"If a man goes to buy corn flour, the woman carries it on her head. A man is proud, can't carry anything on his head or back." She said her gentle complaints have made no difference. "They keep pressing us down. We are used to it. There is no alternative. We are living here."
About the only concession to modernity that the boma's octogenarian leader seems inclined to make is on education. Schooling is a fraught proposition for Masai, since those who get it may abandon the old ways. But patriarch Lyangiri Sadira, who has four wives and 18 children, is proud that three boys and a girl are in high school. He insists it is possible - maybe vital - to blend deep-set ways with modern knowledge.
"It's better to remain like this," he said, "but I need to know what is happening in the world. If you have your thousand cattle and you are educated, you will know how to take care of your cattle and look for markets."

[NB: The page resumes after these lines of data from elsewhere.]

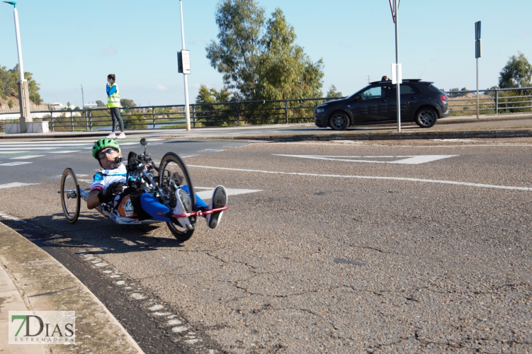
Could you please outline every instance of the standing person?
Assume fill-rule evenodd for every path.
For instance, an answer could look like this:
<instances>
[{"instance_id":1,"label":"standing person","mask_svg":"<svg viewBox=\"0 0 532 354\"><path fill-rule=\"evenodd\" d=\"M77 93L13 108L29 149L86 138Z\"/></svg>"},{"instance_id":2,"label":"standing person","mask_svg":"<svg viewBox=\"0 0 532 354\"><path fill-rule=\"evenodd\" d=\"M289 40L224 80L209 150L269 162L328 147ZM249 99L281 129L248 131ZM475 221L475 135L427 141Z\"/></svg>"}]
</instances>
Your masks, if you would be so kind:
<instances>
[{"instance_id":1,"label":"standing person","mask_svg":"<svg viewBox=\"0 0 532 354\"><path fill-rule=\"evenodd\" d=\"M116 76L114 74L107 75L107 108L111 110L111 117L113 118L113 131L107 137L109 139L124 139L125 137L124 122L120 115L120 91L118 91L118 86L116 85L115 81ZM118 137L115 134L117 120L120 125L120 133Z\"/></svg>"}]
</instances>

Sadira, wearing the red wrap-like garment that is typical of male attire, said he would like to see the current high school students, the girl included, move on to a university. To an extent, women's roles in bomas like this are set once they finish seventh grade, if they get that far: They are married off, sometimes before the legal age of 14, and begin bearing children.
That was the life Neema Laizer wanted none of growing up in another Masai area. Now 18, she has learned English and finished high school at a boarding school paid for by the Emusoi Center for Pastoralists Girls. After two years of "A-level" courses, she plans to study medicine so she can help her fellow Masai, especially women.
The center, formed in 1999, sponsors 450 girls in various schools. Their families are asked to help with the cost, but some cannot and others will not. The center relies on private donors, many of them American.
Neema and about a hundred other girls spent the recent school holidays on the center's quiet grounds because of the risk that they could get pregnant or be married off if they returned home to the rural areas.
Mary Vertucci, a Maryknoll sister who directs the center, said she hopes that as more boys and girls go further in school, Masai culture will evolve without losing its traditional essence. "My hope is to see girls who have professional training - teaching, say - go back to Masailand and make a positive impact."
Neema, an ebullient young woman with a hearty laugh, shares that goal. "Women have no rights," she said. "They just sit with the children and cook." But she sees glimmers of change. Her father beat her mother so badly for helping her flee four years ago that she needed medical care. But even he turned up at her graduation.
While she managed to escape a life she did not want - forced marriage, early child-bearing, genital mutilation - she knows that others have been less fortunate.
"Many men now are being educated; many girls are being educated as well," she said. "When they go home, they must bring changes."